Public transportation was also a key initiative in 1973. Denver had an extensive electric streetcar system that was abruptly abandoned in 1952 in favor of buses. In 1972, RTD created a plan to introduce a trendy light rail system of sorts in the 1970s: personal rapid transit (PRT), which used small automated vehicles operating on a network of purpose-built guide ways. The RTD plan called for 98 miles of PRT, including a line along Colorado Boulevard with a stop at Colorado Boulevard and Mexico. The project was later abandoned.
The Rise of Virginia Village Parks
Up until this plan, the parks we know today in Virginia Village didn’t exist, even 20 years after the start of Virginia Village as a suburb in the early 1950s. Ash Grove Park was a vacant patch of land owned by the city, which the plan recommends turning into a park, along with the vacant land that turned into City of Potenza Park. Parks were also proposed on a vacant lot southwest of Florida and Krameria, and the land west of Ellis Elementary, but these eventually turned into housing developments.
The plan also suggested turning an abandoned rail line that ran just north of Evans into a trail and greenway. The original rail line ran from Denver out to the towns of Parker and Elizabeth, and eventually Colorado Springs. With declining rail service, the line was slowly cut back until it just served a huge grain elevator that stood near the corner of Asbury and Holly. Once the grain elevator closed down—Dillavou noted that for a while the retired elevator served as nightclub and restaurant—the rail line was no longer needed and removed. Eventually the trail plan fell through. You can still the railroad line today.
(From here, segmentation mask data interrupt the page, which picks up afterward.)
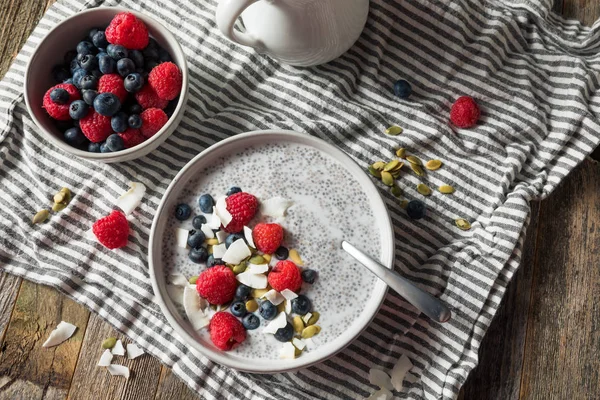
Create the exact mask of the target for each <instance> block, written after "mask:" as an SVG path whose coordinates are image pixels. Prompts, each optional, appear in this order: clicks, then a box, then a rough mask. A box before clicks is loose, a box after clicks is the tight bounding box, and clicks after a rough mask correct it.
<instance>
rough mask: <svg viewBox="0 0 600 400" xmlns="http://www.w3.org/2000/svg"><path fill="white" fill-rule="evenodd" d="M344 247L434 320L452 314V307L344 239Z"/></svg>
mask: <svg viewBox="0 0 600 400" xmlns="http://www.w3.org/2000/svg"><path fill="white" fill-rule="evenodd" d="M342 249H344V250H345V251H346V252H347V253H348V254H350V255H351V256H352V257H354V258H355V259H356V260H357V261H358V262H359V263H361V264H362V265H364V266H365V267H367V268H368V269H369V270H370V271H371V272H372V273H374V274H375V275H376V276H377V277H378V278H379V279H381V280H382V281H384V282H385V283H387V285H388V286H389V287H391V288H392V289H394V290H395V291H396V292H398V294H400V295H401V296H402V297H404V298H405V299H406V301H408V302H409V303H410V304H412V305H413V306H415V307H417V308H418V309H419V310H421V312H423V314H425V315H427V316H428V317H429V318H431V319H432V320H434V321H437V322H447V321H448V320H449V319H450V317H451V316H452V312H451V311H450V309H449V308H448V307H447V306H446V305H445V304H444V303H442V302H441V301H440V300H439V299H437V298H435V297H433V296H432V295H430V294H429V293H427V292H425V291H423V290H421V289H419V288H418V287H417V286H415V285H414V284H413V283H412V282H411V281H409V280H408V279H406V278H404V277H402V276H401V275H400V274H398V273H397V272H395V271H393V270H391V269H387V268H385V267H384V266H383V265H381V264H380V263H378V262H377V261H375V260H373V259H372V258H371V257H369V256H368V255H366V254H365V253H363V252H362V251H360V250H359V249H357V248H356V247H354V246H353V245H352V244H350V243H348V242H346V241H345V240H343V241H342Z"/></svg>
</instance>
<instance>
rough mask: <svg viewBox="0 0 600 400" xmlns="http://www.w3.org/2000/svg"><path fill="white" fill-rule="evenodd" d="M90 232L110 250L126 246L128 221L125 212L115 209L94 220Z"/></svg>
mask: <svg viewBox="0 0 600 400" xmlns="http://www.w3.org/2000/svg"><path fill="white" fill-rule="evenodd" d="M92 232H94V235H95V236H96V239H98V242H100V244H102V245H103V246H104V247H106V248H108V249H111V250H112V249H119V248H121V247H125V246H127V240H128V237H129V222H127V218H126V217H125V214H123V213H122V212H120V211H116V210H115V211H113V212H112V213H110V215H108V216H106V217H104V218H100V219H99V220H98V221H96V222H94V225H92Z"/></svg>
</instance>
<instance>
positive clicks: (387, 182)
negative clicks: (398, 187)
mask: <svg viewBox="0 0 600 400" xmlns="http://www.w3.org/2000/svg"><path fill="white" fill-rule="evenodd" d="M381 181H382V182H383V184H384V185H387V186H392V185H393V184H394V177H393V176H392V174H390V173H389V172H386V171H383V172H382V173H381Z"/></svg>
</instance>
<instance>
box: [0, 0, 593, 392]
mask: <svg viewBox="0 0 600 400" xmlns="http://www.w3.org/2000/svg"><path fill="white" fill-rule="evenodd" d="M53 1H54V0H0V77H1V76H3V75H4V73H5V72H6V70H7V69H8V67H9V65H10V63H11V61H12V59H13V58H14V56H15V55H16V53H17V52H18V50H19V49H20V48H21V46H22V44H23V42H24V41H25V39H26V38H27V36H28V35H29V33H30V32H31V30H32V29H33V27H34V26H35V24H36V23H37V21H38V20H39V18H40V17H41V16H42V15H43V13H44V11H45V10H46V9H47V7H48V6H49V5H50V4H52V3H53ZM554 8H555V10H556V11H557V12H558V13H562V14H563V15H565V16H567V17H569V18H576V19H579V20H581V21H583V22H584V23H586V24H592V23H593V22H594V21H595V20H596V18H597V17H598V16H600V0H557V1H556V2H555V7H554ZM597 155H598V156H600V152H599V151H598V150H597V151H596V153H595V154H594V158H596V159H599V158H600V157H598V156H597ZM599 193H600V165H599V164H598V163H597V162H594V161H592V160H586V161H585V162H584V163H583V164H582V165H581V166H580V167H579V168H577V170H576V171H574V172H573V174H572V175H571V176H570V177H569V178H568V179H567V180H566V182H565V183H564V184H563V185H561V186H560V187H559V188H558V189H557V190H556V191H555V193H553V194H552V196H551V197H550V198H549V199H547V200H545V201H543V202H541V203H539V204H533V213H532V220H531V221H532V222H531V225H530V228H529V231H528V235H527V239H526V244H525V252H524V256H523V262H522V266H521V268H520V269H519V271H518V273H517V274H516V276H515V278H514V279H513V281H512V282H511V283H510V285H509V287H508V290H507V293H506V295H505V298H504V300H503V302H502V305H501V307H500V309H499V311H498V314H497V316H496V318H495V319H494V322H493V324H492V326H491V328H490V330H489V331H488V334H487V335H486V337H485V339H484V341H483V343H482V345H481V348H480V350H479V358H480V364H479V366H478V367H477V369H476V370H475V371H474V372H473V373H472V374H471V376H470V377H469V379H468V381H467V383H466V384H465V386H464V388H463V390H462V391H461V393H460V396H459V398H460V399H462V400H471V399H472V400H487V399H490V400H491V399H494V400H516V399H543V400H546V399H597V398H599V397H600V395H599V393H600V344H599V343H600V335H599V334H598V332H600V330H599V329H598V323H597V321H600V307H599V305H600V290H599V288H600V270H599V269H598V266H599V265H600V229H598V226H597V223H598V221H600V201H599V196H600V195H599ZM63 319H64V320H67V321H70V322H72V323H74V324H75V325H77V326H78V330H77V331H76V333H75V335H74V336H73V338H72V339H70V340H69V341H68V342H66V343H65V344H63V345H61V346H58V347H56V348H54V349H42V348H41V344H42V343H43V341H44V340H45V339H46V337H47V336H48V335H49V333H50V332H51V331H52V329H54V327H55V326H56V325H57V324H58V322H60V321H61V320H63ZM109 336H117V337H120V338H121V339H122V340H123V342H124V344H125V343H127V340H126V339H125V338H124V337H122V335H118V334H117V332H116V331H115V330H114V329H113V328H112V327H111V326H110V325H109V324H108V323H106V322H104V321H103V320H102V319H101V318H99V317H98V316H97V315H95V314H92V313H90V312H89V311H87V309H85V307H83V306H81V305H79V304H77V303H75V302H73V301H72V300H69V299H68V298H66V297H65V296H63V295H61V294H59V293H58V292H56V291H55V290H53V289H50V288H47V287H44V286H41V285H36V284H33V283H31V282H27V281H24V280H22V279H21V278H17V277H13V276H10V275H7V274H0V341H1V345H0V400H2V399H74V400H79V399H94V400H112V399H130V400H146V399H160V400H167V399H180V400H192V399H196V398H197V395H196V394H195V393H193V392H192V391H191V390H190V389H189V388H188V387H187V386H186V385H185V384H183V383H182V382H181V381H180V380H179V379H178V378H177V377H176V376H175V375H173V373H172V371H171V370H170V369H169V368H166V367H165V366H162V365H161V364H160V363H159V362H158V361H157V360H156V359H154V358H152V357H150V356H149V355H144V356H142V357H140V358H137V359H136V360H126V359H124V358H122V359H117V361H118V362H119V363H122V364H124V365H127V366H129V367H130V368H131V369H132V377H131V379H130V380H129V381H125V380H124V379H122V378H119V377H111V376H110V375H109V374H108V372H107V371H106V370H105V369H103V368H97V367H96V363H97V361H98V359H99V357H100V355H101V353H102V349H101V347H100V344H101V343H102V341H103V340H104V339H105V338H107V337H109Z"/></svg>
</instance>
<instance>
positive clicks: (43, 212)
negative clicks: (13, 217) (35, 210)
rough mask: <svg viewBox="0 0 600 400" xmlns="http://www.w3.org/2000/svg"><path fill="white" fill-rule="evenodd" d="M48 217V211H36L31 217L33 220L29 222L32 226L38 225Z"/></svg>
mask: <svg viewBox="0 0 600 400" xmlns="http://www.w3.org/2000/svg"><path fill="white" fill-rule="evenodd" d="M49 216H50V211H48V210H46V209H44V210H41V211H38V212H37V214H35V215H34V216H33V219H32V220H31V222H33V223H34V224H39V223H42V222H44V221H45V220H47V219H48V217H49Z"/></svg>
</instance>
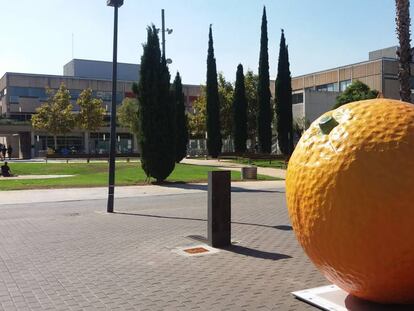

If you check out Google Earth, you can see a green belt that runs just north of the business on the north side of Evans between Dahlia and Holly—that’s the old rail line.
Those are a few of the findings from our most recent neighborhood plan. There have been some rumors that we might get the opportunity for another neighborhood plan soon, so we’ll keep you posted. In the meantime, you can see our “current” 1973 plan by going to our website, virginiavillage.com, and clicking on the link on the home page. And if you’d like to see the original copy, please let me know, and be sure to bring the white gloves.